Privacy, Data Mashups, and Practical Obscurity

Wednesday, August 5th, 2009

I have long been thinking about how the interweb affects the notion of practical obscurity and how one can no longer expect to be forgiven for a crime after they have served their sentence.

An example I have used for a while now is the Georgia Sex Offenders mashup

http://www.georgia-sex-offenders.com/maps/offenders.php

IMHO sites like the above one will just end up creating ghettos of sex offenders as real-estate agents start to adopt such online resources to help sell properties to future homeowners. Eventually we will see neighbourhoods of sex offenders as no family would ever choose to live next to a rehabilitated offender. The key word in the previous sentence being “rehabilitated”, as they have been released by the judicial system into the community as reformed human beings.

Now one can install an iPhone App, which tells the phone own about sex offenders in their local area, GPS/web magic, note that this only works in the US :

http://www.telegraph.co.uk/technology/apple/5918923/iPhone-app-tracks-sex-offenders.html

I believe that practical obscurity is a dying concept. At this point in the post I should stress that I DON’T classify sex offences are petty crimes, but I believe that the advent of such data on the web will set a president for other forms of crimes to be being posted to the public domain. I can easily imagine a future where all crimes committed in some US state X are posted to the web.
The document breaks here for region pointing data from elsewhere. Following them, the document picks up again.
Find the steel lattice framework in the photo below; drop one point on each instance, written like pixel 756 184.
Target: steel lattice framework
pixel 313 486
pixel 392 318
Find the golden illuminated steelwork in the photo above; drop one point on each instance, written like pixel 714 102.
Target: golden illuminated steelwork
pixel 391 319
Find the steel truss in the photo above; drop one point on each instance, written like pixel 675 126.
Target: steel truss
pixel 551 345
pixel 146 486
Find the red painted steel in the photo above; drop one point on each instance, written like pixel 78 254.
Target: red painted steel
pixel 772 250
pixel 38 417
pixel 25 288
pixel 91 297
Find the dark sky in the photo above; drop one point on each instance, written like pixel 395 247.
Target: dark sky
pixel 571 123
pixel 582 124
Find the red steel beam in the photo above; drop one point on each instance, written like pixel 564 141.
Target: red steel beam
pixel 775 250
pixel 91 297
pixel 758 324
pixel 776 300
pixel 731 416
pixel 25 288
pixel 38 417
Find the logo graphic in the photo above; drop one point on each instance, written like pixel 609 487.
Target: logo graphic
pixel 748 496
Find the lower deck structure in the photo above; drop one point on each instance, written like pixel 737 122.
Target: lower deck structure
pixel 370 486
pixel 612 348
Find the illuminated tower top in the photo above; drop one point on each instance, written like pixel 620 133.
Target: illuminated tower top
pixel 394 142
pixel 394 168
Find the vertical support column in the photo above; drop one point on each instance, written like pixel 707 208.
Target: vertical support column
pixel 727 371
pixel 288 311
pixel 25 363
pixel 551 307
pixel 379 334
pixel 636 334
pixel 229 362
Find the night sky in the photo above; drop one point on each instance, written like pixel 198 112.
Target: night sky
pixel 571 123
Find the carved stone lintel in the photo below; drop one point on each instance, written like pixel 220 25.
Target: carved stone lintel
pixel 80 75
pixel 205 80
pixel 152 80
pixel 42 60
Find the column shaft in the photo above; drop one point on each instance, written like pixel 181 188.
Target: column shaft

For example, high-school student Bob gets arrested for shop-lifting and gets a minor punishment that could be community service or something of a similar vain. Alice a classmate of Bob’s finds this so funny that she posts it to whatever cool social network she is currently a member of, pushing it into the public domain. Now after Bob has served his sentence in pre-interweb days this information would have been practically obscure, it would have been logged in a filing cabinet in some local magistrate court, and unless you had the impetus to seek out this information you would probably never have found out about it. Alice would have been able to communicate the “funny story” to her social network, but those conversation’s would not have been in the public domain. And now they would be.

Well that is all from me, would love to know if people in the US have installed this APP, and wonder how many linch mobs are going to run around US cities taking following their trusty iPhone and taking the law into their own hands. Here is a link to an article which describes some of the vigilantism which occured in the UK after the tabloid new paper “The News of the World” published a list of sex offenders in the year 2000. Do excuse the fact that I am pointing to a document on the “world socialist web site”, but it seems to report the story well :)

Furthermore, Kieron O’Hara, Nigel Shadbolt and I wrote a paper touching on this a while back, it can be downloaded from ECS eprints.